In jener Phase ein schlechtes Gewissen zu haben, wäre fatal. Wissenschaftliche Untersuchungen beweisen, dass uns die Gewissensbisse nicht nur davon abhalten, uns glücklich zu fühlen, sondern dass sie auch unsere Leistungen, Konzentration und Kreativität mindern. Indem man das Glück hinausschiebt, bis man etwas geschafft hat, gibt man sich selbst das Gefühl, in diesem Moment nicht gut genug zu sein. Doch je länger man sich ausruht, desto näher kommt man sich selbst.

Bereits im Buch „The Net and the Butterfly“ von Olivia Fox Cabane ist die Rede von jenem Bereich im Gehirn, der das „Default-Netzwerk“ genannt wird. Wenn wir nichts tun, übernimmt dieser Bereich und versetzt uns in einen Tagtraummodus. Meistens haben wir dann die besten Einfälle und kreative Ideen.

Früher war es ganz normal, Feierabend zu machen. Auf dem Land etwa war die Arbeit getan, wenn der Abend hereinbrach. Man setzte sich auf eine Bank und genoss den Einbruch der Dämmerung.

Vielleicht sollten wir uns heutzutage öfter auf eine Parkbank setzen und dem vorbeiziehenden Bach zuschauen. Das kann durchaus zu einer bewegenden und erfrischenden Meditation werden. Denn: Was wir anschauen, das prägt sich uns ein.

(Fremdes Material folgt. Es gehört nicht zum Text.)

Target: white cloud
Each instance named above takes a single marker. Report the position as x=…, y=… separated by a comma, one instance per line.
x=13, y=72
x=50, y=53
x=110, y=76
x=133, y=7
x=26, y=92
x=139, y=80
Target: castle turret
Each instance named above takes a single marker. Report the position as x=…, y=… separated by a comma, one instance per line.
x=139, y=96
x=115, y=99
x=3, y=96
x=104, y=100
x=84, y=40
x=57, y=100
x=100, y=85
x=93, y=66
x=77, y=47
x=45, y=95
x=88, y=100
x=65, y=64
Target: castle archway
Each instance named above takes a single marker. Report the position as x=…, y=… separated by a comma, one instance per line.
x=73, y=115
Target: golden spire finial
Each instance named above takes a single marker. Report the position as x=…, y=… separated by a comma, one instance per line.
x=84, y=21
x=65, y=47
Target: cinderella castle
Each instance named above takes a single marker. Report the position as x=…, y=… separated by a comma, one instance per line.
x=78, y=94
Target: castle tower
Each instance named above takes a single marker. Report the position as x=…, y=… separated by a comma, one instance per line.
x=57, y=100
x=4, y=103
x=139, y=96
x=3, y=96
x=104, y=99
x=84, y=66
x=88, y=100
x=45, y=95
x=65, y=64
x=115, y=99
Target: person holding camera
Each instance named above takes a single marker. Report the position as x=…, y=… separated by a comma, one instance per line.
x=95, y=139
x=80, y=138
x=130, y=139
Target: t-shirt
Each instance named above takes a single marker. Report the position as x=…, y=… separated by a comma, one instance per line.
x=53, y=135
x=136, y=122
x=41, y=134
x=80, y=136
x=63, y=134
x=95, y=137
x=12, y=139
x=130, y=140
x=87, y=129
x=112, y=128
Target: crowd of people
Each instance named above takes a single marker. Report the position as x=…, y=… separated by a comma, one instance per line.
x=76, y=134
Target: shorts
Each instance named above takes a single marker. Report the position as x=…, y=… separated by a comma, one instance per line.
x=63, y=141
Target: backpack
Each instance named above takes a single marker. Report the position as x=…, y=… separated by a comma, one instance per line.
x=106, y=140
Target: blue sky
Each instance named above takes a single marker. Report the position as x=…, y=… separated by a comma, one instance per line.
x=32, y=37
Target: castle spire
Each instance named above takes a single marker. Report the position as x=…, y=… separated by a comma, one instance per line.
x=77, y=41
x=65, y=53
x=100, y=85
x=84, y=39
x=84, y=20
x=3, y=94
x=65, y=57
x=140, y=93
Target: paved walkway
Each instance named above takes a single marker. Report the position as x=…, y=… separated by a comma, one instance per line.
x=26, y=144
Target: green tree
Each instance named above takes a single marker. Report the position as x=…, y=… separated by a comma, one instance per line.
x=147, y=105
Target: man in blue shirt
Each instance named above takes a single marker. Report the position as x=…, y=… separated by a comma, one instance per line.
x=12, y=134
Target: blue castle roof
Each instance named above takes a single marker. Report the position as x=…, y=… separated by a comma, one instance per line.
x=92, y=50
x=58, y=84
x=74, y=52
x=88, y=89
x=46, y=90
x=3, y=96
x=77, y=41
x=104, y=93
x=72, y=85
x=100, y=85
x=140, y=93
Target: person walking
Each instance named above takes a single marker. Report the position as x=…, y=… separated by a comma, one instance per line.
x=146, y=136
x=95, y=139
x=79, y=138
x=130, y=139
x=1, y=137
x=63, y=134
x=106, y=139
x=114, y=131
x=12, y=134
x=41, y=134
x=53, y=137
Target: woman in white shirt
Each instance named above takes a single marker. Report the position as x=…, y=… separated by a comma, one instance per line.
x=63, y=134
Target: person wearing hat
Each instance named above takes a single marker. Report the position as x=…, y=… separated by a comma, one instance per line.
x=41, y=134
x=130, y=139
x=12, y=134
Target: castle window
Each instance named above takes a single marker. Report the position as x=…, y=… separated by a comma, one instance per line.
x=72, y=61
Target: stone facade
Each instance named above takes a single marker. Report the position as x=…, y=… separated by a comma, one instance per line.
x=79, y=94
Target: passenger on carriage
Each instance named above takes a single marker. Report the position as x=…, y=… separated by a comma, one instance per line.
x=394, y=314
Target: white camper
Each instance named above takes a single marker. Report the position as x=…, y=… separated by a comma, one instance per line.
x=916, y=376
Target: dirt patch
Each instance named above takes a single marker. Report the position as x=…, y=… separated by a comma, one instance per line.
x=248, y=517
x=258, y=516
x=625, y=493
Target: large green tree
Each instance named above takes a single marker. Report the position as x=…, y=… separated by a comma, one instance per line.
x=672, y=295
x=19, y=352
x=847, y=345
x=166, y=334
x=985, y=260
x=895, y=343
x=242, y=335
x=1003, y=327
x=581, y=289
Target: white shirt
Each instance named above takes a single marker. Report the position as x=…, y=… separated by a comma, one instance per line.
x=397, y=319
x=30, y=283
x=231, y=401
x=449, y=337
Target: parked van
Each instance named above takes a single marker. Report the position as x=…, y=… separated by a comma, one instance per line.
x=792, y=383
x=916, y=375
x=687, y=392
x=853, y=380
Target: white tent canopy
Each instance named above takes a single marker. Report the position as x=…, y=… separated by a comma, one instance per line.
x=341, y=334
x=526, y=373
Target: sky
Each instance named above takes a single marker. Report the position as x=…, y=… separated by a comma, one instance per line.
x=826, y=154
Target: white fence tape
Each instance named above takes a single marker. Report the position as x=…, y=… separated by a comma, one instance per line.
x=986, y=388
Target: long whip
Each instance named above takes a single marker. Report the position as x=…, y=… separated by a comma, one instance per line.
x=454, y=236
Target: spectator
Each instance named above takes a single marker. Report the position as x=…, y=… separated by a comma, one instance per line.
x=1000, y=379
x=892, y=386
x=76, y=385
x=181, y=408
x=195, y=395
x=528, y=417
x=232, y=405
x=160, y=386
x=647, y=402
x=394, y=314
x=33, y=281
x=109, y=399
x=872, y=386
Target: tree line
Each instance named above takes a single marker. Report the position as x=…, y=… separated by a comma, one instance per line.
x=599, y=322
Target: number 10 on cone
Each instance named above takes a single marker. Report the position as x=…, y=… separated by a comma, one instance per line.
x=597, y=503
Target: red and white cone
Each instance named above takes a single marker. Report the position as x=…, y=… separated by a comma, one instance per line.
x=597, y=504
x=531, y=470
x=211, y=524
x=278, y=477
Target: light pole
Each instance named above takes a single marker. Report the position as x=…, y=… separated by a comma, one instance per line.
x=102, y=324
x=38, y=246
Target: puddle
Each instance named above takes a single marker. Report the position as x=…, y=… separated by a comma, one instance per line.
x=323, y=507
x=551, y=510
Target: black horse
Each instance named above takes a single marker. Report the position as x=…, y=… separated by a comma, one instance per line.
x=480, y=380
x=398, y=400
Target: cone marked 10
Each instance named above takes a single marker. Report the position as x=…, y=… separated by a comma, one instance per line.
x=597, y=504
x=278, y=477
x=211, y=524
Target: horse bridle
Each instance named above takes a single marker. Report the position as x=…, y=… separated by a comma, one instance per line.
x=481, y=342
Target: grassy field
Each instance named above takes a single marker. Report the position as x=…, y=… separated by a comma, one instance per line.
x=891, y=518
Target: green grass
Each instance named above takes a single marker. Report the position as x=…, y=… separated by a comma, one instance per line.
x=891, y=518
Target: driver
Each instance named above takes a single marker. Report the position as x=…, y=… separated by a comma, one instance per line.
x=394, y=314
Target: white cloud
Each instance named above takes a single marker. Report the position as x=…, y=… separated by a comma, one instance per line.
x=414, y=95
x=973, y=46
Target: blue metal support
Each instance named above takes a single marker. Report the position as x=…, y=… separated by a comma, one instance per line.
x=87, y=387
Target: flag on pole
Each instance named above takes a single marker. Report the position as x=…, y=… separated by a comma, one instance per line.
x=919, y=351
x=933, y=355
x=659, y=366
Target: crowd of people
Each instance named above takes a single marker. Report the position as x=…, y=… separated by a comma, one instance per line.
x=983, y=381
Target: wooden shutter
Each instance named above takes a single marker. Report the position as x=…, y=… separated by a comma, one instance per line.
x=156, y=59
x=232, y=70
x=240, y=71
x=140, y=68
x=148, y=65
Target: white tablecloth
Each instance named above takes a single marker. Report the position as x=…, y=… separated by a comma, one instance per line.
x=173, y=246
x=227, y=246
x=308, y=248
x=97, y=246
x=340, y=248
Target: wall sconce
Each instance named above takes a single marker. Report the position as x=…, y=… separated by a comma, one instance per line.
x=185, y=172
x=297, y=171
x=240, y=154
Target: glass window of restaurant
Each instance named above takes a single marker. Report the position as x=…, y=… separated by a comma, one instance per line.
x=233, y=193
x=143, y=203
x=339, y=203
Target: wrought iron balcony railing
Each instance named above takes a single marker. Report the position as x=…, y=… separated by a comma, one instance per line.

Was wollen wir also nach diesem Lock-down in unserem Leben beibehalten? Worauf waren wir schlecht vorbereitet? Was ist uns gut gelungen? Welche Erfahrung der letzten Wochen möchten wir nicht missen?

Es ist eine Frage der Auswertungskriterien: Tatsache ist, dass sich nicht alles jetzt schon messbar festhalten lässt. Im Prinzip ist diese Corona-Krise auch noch nicht vorbei. Deshalb wäre es falsch, bereits jetzt ein abschließendes Fazit zu ziehen. Behalten wir aber im Hinterkopf, dass unser innerer Mensch auch in allem nutzlosen Nichtstun weiterwächst.